The first year without my mom is the hardest experience in my life. Going through all the firsts without her – Mother’s Day, birthdays, holidays. The second year the grief is just as raw. I beat myself up and wish I could stop the replay button of what I would change over my 44 years with my mom. I cannot imagine ever loving anyone the way I love my mom. She was my soul mate.

I pray that God will grant me one more blessing – to have one more conversation with my mom even if it’s in a dream. I would tell her I regret not voicing my depth of love for her, or how much I admire her incredible strength through adversity and that she’s the smartest person I have ever known. I would also tell her how much I regret the stupid, silly things I said that were hurtful to her. To be embraced in her loving arms, feel her warmth and lovely smell – oh, what I would give.

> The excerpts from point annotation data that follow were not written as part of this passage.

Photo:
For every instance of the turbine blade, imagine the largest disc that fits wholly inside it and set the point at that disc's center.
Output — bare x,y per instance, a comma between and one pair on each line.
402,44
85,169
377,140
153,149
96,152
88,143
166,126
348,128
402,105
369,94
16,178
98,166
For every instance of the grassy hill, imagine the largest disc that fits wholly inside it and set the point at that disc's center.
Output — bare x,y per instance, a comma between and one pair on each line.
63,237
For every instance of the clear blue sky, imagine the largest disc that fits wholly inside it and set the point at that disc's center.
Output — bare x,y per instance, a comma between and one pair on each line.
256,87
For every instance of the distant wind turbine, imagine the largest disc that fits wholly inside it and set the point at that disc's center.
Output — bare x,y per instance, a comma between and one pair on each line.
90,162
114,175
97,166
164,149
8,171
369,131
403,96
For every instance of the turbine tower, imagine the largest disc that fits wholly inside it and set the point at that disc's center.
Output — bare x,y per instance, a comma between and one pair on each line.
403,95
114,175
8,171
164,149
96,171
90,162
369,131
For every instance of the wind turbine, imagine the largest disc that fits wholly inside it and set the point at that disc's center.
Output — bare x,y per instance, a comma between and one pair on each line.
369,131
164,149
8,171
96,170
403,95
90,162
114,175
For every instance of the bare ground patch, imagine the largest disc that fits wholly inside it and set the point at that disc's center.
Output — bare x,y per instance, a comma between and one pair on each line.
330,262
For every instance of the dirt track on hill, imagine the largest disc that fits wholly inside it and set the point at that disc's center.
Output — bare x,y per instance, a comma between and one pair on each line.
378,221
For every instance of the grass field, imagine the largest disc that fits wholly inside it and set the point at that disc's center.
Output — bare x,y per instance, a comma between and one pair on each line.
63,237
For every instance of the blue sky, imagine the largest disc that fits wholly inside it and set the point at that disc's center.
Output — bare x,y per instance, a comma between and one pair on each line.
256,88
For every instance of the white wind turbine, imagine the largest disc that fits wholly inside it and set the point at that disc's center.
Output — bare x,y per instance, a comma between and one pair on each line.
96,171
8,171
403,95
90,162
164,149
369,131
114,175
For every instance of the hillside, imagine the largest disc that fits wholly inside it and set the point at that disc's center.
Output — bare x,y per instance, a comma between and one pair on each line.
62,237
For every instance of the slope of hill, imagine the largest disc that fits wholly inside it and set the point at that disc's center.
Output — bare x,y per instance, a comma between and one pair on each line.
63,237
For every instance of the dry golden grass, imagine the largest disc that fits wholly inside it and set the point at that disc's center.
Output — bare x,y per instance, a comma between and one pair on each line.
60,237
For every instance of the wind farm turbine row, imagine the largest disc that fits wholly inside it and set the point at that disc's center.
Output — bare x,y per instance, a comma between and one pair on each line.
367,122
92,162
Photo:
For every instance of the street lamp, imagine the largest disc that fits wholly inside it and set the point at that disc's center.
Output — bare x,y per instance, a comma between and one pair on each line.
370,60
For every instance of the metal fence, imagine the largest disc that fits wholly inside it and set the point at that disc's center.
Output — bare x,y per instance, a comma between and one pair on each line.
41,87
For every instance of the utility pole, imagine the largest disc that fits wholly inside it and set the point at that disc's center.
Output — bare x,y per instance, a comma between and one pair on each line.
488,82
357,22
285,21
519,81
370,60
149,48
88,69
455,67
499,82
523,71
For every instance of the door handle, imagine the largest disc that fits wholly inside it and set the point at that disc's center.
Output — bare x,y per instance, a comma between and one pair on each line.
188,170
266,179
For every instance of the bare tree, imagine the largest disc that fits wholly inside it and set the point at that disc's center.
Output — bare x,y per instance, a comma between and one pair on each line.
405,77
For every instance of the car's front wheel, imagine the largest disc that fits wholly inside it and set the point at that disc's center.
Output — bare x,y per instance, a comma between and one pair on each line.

Things that have helped me through my journey:

• to have my brother step up [keeping his promise to my mom] and be part of my life again. How nice to have the opportunity to get to know my brother now that we are mature.
• knowing that I’m not alone feeling this deep gut wrenching grief. I thought something was wrong with me that I should be handling my grief better or more maturely. I thought that everyone else had it so together and that only I couldn’t move forward. Then a coworker confided in me about her experience with the death of her parents. I learned that I’m not alone. It was a very freeing moment for me that it is o.k. that I grieve.
• find someone that you can talk to and will listen and doesn’t judge your grief – someone that won’ttell you:
o it’s time to move on with your life;
o it doesn’t matter how many times you get knocked down, it’s how many times you keep getting back up;
o keep a stiff upper lip;
o you need to be strong;
• a social worker that I connected with
• it is normal to feel regret – things I said or didn’t say. Whenever I feel overwhelmed with regret, I learned to say “I was a good daughter except for when I wasn’t”. This simple phrase helps lessen the unrealistic perfection I have of myself. This phrase I learned from my social worker. I tell everyone now, please tell your loved ones how much they mean to you all the time/every day. Even when you are mad at them – tell them I love you no matter what.
• spirituality – no matter what religion or faith. The thought of my mom in a far better place than Earth (no pain/illness, experiencing unbelievable joy of being reunited with loved ones) – gives me great solace. And, the thought of being reunited with her calms my fears of being parted.
• reading books/stories of people who have experienced death and come back – “Heaven is for Real” (child’s point of view), “Proof of Heaven” (Neurosurgeon’s experience)
• to be alone to process the impact of my loss and what I want to do with my life. Sometimes friends and family members feel helpless in how to comfort or assist me with my grief and they try to keep me busy. It’s o.k. to tell friends how much their thoughtfulness is appreciated, but I need alone time to figure things out.
• there is no time table for grief
• there is no right or wrong way to grieve. This is my grief and someone else’s way of processing theirs is different than mine.
• my eyes are wide open to the smallest miracles. I notice things now that I would never have seen before my mother’s passing.
• it’s o.k. to cry openly and in front of people. Our emotions are what makes us human.
• how blessed I was to have my mom for a mom. How sad that other mothers and daughters don’t get to experience the unique bond that I had with my mom.